The inclusion criteria for the study were: patients older than 18 years of age who received a functioning gracilis muscle flap for elbow flexion reconstruction following post-traumatic brachial plexus injury. Patients with failed free gracilis flap or having less than 12 months of postoperative follow-up at the time of evaluation were excluded. Results after secondary surgery (e.g., Steindler and distal retensioning of the gracilis muscle insertion) were discarded. Patients subjected to secondary surgeries were included considering only the results after free transfer from gracilis muscle, that is, before additional surgeries.

Two patients were excluded due to loss of the transferred free muscle (2/95; 2%), one after venous thrombosis of the flap and one due to infection. Six other patients were excluded due to total postoperative follow-up of less than 12 months, totaling 87 patients included in the study.

Patients were divided into five groups according to the transferred nerve for activating the functional flap of the gracilis muscle: spinal accessory nerve (SAN), intercostal nerves (ICN), median nerve fascicle (MED), ulnar nerve fascicle (ULNAR) and phrenic nerve (PHR).

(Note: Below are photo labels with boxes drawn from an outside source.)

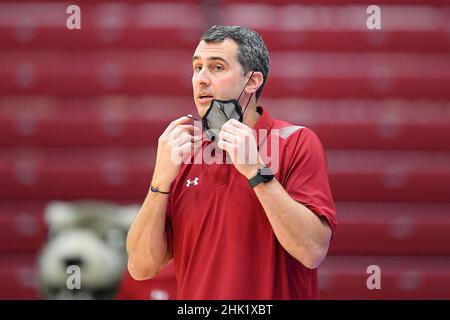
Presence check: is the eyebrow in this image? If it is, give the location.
[192,56,228,65]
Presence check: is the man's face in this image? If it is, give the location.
[192,39,247,117]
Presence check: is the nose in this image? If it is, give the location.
[194,67,211,87]
[63,257,84,268]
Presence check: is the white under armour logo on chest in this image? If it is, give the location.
[186,177,198,188]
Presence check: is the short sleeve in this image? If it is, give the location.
[165,194,173,252]
[282,128,337,233]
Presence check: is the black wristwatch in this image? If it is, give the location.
[248,167,273,188]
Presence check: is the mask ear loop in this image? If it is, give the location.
[237,71,255,101]
[238,71,255,121]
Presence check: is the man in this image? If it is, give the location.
[127,26,336,299]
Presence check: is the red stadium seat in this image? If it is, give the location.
[0,254,39,300]
[319,255,450,300]
[0,149,450,201]
[0,0,450,299]
[330,202,450,256]
[223,1,450,52]
[0,96,450,150]
[0,50,450,99]
[0,1,202,50]
[0,201,47,252]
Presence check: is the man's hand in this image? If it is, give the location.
[218,119,264,179]
[152,116,201,191]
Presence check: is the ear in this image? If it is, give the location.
[44,201,76,232]
[115,205,140,229]
[245,71,264,96]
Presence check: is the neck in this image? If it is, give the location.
[243,101,261,128]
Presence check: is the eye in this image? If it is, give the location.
[194,64,202,72]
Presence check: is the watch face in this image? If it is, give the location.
[260,167,273,177]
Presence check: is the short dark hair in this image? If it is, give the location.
[200,25,270,100]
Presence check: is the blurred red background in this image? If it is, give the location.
[0,0,450,299]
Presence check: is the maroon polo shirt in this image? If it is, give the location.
[166,107,336,299]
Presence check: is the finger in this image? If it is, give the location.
[219,131,241,144]
[177,141,194,158]
[221,122,247,137]
[162,114,196,136]
[226,119,250,130]
[169,124,197,138]
[217,140,235,155]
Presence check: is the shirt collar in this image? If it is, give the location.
[252,106,273,146]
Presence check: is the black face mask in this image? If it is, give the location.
[202,71,254,141]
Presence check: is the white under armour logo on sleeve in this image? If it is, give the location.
[186,177,198,188]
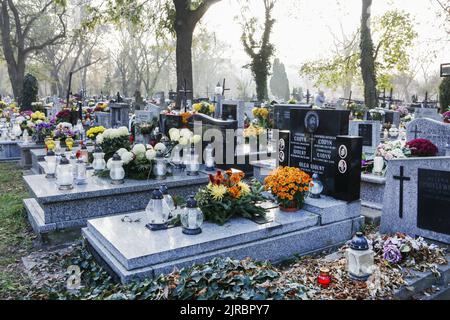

The final elbow flexion muscle strength was assessed using the British Medical Research Council (BMRC) scale8 (Table 1). Considering that a patient undergoing a free functional flap has no normal muscle strength, the authors classified the research subjects from M0 to M4, deeming a good result M3 or more.

Table 1
British Medical Research Council (BMRC) Scale.8

RESULTS

Of the 87 cases included in the analysis, 82 patients were male (94.2%) and 5 females (5.8%). The mean age was 30 years (ranging from 17 to 57 years). Of the 87 patients, 48 showed left laterality (55.1%) and 39 right laterality (44.9%). Regarding injury characteristics, 42 patients had partial injury (48.2%), 20 C5-6 injury (47%) and 22 C5-7 (53%), in addition to 45 presenting total injury (51.8%).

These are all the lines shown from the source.